Ronald McNeill, 1st Baron Cushendun


Ronald John McNeill, 1st Baron Cushendun, PC was a British Conservative politician.

Background and education

McNeill was born in Ulster. He was the son of Edmund McNeill DL, JP and Sheriff of County Antrim, and his wife Mary. He was educated at Harrow and Christ Church, Oxford, graduating in 1886. He was called to the bar in 1888, and started to work as editor of The St James's Gazette as well as assistant editor of the Encyclopædia Britannica.

Political career

Having unsuccessfully contested the seats of West Aberdeenshire, Aberdeen South, and Kirkcudbrightshire, McNeill was elected as Unionist Member of Parliament for the St Augustine's division of Kent in 1911. Seven years later he became representative for Canterbury, and in 1922 was appointed Under-Secretary of State for Foreign Affairs, a post he held, with a short interval for the first Labour Government of 1924, until 1925.
After serving as Financial Secretary to the Treasury for two years, McNeill was made Chancellor of the Duchy of Lancaster with a seat in the cabinet in 1927. The same year he was also sworn of the Privy Council and raised to the peerage as Baron Cushendun, of Cushendun in County of Antrim. Acting Foreign Secretary in 1928 and twice chief British representative to the League of Nations, Lord Cushendun signed the Kellogg-Briand Pact in August that year. He retired from office in 1929.
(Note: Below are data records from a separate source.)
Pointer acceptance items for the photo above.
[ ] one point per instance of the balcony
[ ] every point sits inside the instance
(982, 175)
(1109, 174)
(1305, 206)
Cushendun and Glenmona House

From 1910 McNeill resided at Glenmona House in Cushendun, the coastal village in County Antrim from which he later took his title. He was burnt out of the house in 1922, having a replacement designed by Clough Williams-Ellis. The village also contains properties by Williams-Ellis built in memory of his Cornish wife, Maud, who died in 1925.

Family

In 1884 Lord Cushendun married Elizabeth Maud Bolitho, a Cornishwoman and Christian Scientist. They had three daughters: Esther Rose, Loveday Violet, and Mary Morvenna Bolitho. After Elizabeth's death in 1925 he married Catherine Sydney Louisa Margesson in 1930. She survived him, dying in 1939. Lord Cushendun died in Cushendun in October 1934, aged 73, when the barony became extinct.